The groups, with approximately 385,000 members, promised to carry out "an array of questionable cyber dirty deeds, including the selling and trading of stolen bank/credit card information, the theft and sale of account credentials from a variety of sites, and email spamming tools and services".
The majority of these groups use fairly obvious group names, including 'Spam Professional', 'Spammer & Hacker Professional', and 'Facebook hack (Phishing)'.
"Despite the fairly obvious names, some of these groups have managed to remain on Facebook for up to eight years, and in the process acquire tens of thousands of group members," Cisco Telos said in a blog post on Friday.
A simple search for groups containing keywords such as 'spam', 'carding', or 'CVV' will typically return multiple results.
Cisco Telos alerted Facebook about these groups and the social media giant took down the majority of those.
"However new groups continue to pop up, and some are still active as of the date of publishing (Friday)," wrote Cisco Telos.
A Facebook spokesperson told CNET that these groups violated its policies against spam and financial fraud and have removed them.
Talos initially attempted to take down these groups individually through Facebook's abuse reporting functionality.
While some groups were removed immediately, others only had specific posts removed.
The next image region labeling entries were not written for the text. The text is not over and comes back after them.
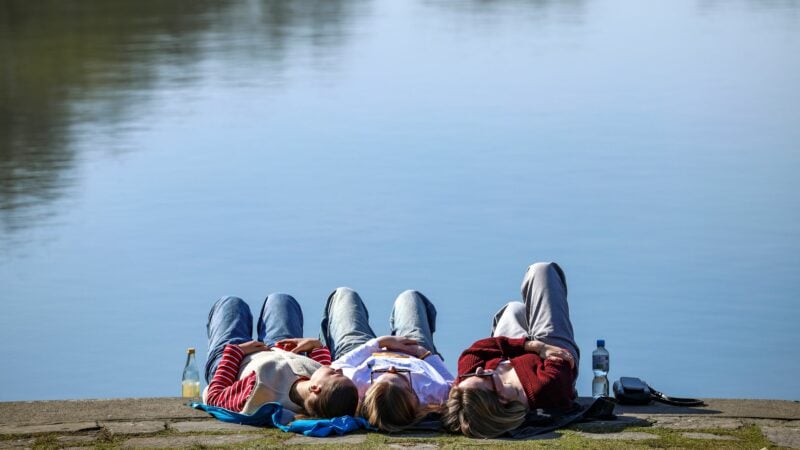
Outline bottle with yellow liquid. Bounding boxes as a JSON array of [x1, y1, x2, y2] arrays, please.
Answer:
[[181, 348, 200, 399]]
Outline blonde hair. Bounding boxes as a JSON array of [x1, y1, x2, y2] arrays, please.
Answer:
[[442, 386, 528, 439], [359, 382, 442, 433], [303, 378, 358, 418]]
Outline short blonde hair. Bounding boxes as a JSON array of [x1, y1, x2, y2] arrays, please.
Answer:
[[442, 386, 528, 439], [359, 382, 434, 433]]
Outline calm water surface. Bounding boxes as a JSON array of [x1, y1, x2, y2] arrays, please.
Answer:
[[0, 0, 800, 400]]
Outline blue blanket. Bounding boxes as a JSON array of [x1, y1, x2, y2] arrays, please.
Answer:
[[190, 402, 373, 437]]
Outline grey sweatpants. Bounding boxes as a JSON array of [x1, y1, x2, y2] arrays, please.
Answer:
[[492, 262, 580, 367]]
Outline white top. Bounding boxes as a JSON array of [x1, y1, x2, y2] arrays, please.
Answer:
[[331, 338, 454, 405]]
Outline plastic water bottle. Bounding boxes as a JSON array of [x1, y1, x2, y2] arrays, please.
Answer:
[[181, 348, 200, 398], [592, 339, 609, 398]]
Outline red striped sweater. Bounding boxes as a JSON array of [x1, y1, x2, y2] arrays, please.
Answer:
[[206, 344, 331, 412]]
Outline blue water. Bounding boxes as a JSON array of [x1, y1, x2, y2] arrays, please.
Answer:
[[0, 0, 800, 400]]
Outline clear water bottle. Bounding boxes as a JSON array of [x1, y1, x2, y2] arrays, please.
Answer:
[[592, 339, 609, 398], [181, 348, 200, 399]]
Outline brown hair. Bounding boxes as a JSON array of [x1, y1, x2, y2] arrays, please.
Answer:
[[303, 378, 358, 419], [359, 382, 441, 433], [442, 386, 528, 439]]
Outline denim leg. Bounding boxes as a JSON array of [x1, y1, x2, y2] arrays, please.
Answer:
[[206, 297, 253, 383], [492, 302, 528, 338], [522, 263, 580, 363], [256, 293, 303, 346], [319, 287, 376, 361], [389, 291, 439, 354]]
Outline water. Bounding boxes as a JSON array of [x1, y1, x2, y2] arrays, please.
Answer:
[[0, 0, 800, 400]]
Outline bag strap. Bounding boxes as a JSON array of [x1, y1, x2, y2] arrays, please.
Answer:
[[647, 384, 705, 406]]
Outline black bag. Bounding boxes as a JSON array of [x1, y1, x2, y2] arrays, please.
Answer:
[[614, 377, 705, 406]]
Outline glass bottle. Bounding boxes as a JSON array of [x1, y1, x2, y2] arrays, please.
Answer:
[[181, 348, 200, 399]]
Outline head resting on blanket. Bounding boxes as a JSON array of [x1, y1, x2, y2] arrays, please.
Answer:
[[442, 386, 528, 439], [303, 366, 358, 418], [359, 374, 441, 433]]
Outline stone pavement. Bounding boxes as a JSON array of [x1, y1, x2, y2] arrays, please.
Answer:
[[0, 398, 800, 449]]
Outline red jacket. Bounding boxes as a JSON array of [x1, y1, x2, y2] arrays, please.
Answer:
[[206, 344, 331, 412], [458, 337, 576, 409]]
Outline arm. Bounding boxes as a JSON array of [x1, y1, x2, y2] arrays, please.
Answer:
[[511, 353, 575, 408], [458, 336, 525, 375], [275, 338, 331, 366], [332, 338, 381, 367], [206, 344, 256, 412]]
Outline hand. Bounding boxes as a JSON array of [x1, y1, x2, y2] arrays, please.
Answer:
[[378, 336, 421, 356], [413, 344, 432, 359], [276, 338, 322, 353], [239, 341, 269, 356], [539, 344, 575, 369]]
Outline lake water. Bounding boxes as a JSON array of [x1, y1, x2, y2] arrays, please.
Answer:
[[0, 0, 800, 400]]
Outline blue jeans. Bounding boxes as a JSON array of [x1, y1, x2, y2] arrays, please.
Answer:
[[206, 294, 303, 383], [492, 263, 581, 369], [320, 287, 438, 360]]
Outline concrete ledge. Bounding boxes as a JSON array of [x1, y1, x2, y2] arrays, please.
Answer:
[[0, 398, 800, 450]]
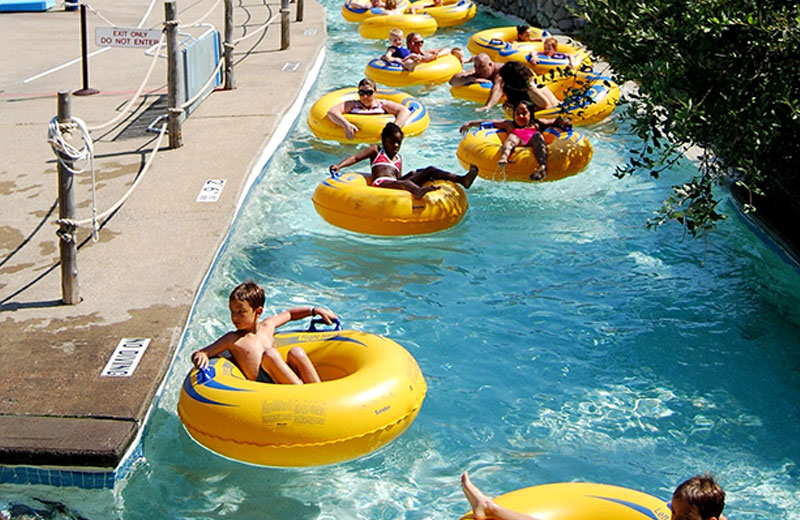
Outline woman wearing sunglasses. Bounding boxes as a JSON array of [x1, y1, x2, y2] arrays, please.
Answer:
[[328, 78, 411, 141], [329, 123, 478, 199]]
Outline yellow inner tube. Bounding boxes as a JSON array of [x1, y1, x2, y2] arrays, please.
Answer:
[[467, 27, 592, 74], [308, 88, 431, 143], [462, 482, 671, 520], [364, 54, 462, 87], [342, 0, 411, 23], [312, 173, 468, 235], [178, 324, 426, 466], [456, 126, 593, 181], [450, 71, 619, 125], [408, 0, 478, 27], [358, 14, 438, 40]]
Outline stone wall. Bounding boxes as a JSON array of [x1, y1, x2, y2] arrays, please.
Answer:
[[476, 0, 586, 33]]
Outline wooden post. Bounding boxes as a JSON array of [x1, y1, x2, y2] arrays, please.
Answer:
[[58, 90, 81, 305], [223, 0, 236, 90], [281, 0, 291, 51], [75, 4, 100, 96], [164, 1, 186, 149]]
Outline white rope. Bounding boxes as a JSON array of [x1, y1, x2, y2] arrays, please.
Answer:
[[89, 33, 164, 131], [180, 56, 225, 110], [180, 0, 219, 29], [47, 117, 98, 242], [56, 123, 167, 233], [233, 13, 280, 45], [84, 2, 119, 27]]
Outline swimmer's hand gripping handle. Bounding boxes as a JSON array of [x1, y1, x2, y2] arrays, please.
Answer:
[[197, 368, 213, 385]]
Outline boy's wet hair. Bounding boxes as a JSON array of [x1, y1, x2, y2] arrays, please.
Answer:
[[672, 473, 725, 520], [381, 122, 403, 141], [228, 280, 266, 309]]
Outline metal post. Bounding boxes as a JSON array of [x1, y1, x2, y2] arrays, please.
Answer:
[[164, 1, 185, 149], [281, 0, 291, 51], [223, 0, 236, 90], [58, 90, 81, 305], [75, 4, 100, 96]]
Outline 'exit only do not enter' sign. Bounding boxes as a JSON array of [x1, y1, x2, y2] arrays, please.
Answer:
[[94, 27, 161, 49]]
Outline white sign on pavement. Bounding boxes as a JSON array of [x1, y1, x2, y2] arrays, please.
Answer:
[[94, 27, 161, 49]]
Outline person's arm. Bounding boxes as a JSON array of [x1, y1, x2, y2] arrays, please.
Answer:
[[261, 307, 338, 330], [381, 47, 403, 64], [327, 101, 358, 140], [450, 69, 476, 87], [383, 100, 411, 128], [330, 144, 378, 173], [192, 332, 236, 369], [475, 75, 503, 112]]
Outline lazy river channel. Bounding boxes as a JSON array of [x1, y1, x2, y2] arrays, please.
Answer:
[[0, 0, 800, 520]]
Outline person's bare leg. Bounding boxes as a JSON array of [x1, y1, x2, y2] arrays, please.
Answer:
[[461, 164, 478, 188], [497, 134, 522, 164], [528, 132, 547, 181], [286, 347, 321, 383], [261, 348, 303, 385], [461, 471, 536, 520]]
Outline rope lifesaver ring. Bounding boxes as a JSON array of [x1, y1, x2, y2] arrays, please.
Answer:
[[312, 172, 469, 235], [178, 325, 426, 466], [364, 54, 462, 87], [358, 14, 438, 40], [456, 124, 593, 181], [308, 88, 431, 143], [342, 0, 411, 23], [461, 482, 670, 520], [409, 0, 478, 27], [450, 71, 619, 125], [467, 27, 592, 74]]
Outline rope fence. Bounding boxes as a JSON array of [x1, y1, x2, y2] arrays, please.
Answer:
[[47, 0, 301, 290]]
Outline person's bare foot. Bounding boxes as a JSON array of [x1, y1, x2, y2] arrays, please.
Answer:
[[463, 164, 478, 188], [461, 471, 492, 520], [414, 185, 441, 199], [530, 166, 547, 181]]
Talos said it continues to cooperate with Facebook to identify and take down as many of these groups as possible.
In April 2018, security reporter Brian Krebs alerted the social media site to dozens of Facebook groups wherein hackers routinely offered a variety of services including carding (the theft of credit card information), wire fraud, tax refund fraud and distributed denial-of-service (DDoS) attacks.
"Operating with impunity, these attackers relentlessly probe cyber-defences of enterprises everywhere.
"This is a high-stakes endeavour because an attacker with even the smallest foothold inside an organisation can do considerable damage," said Cisco Telos.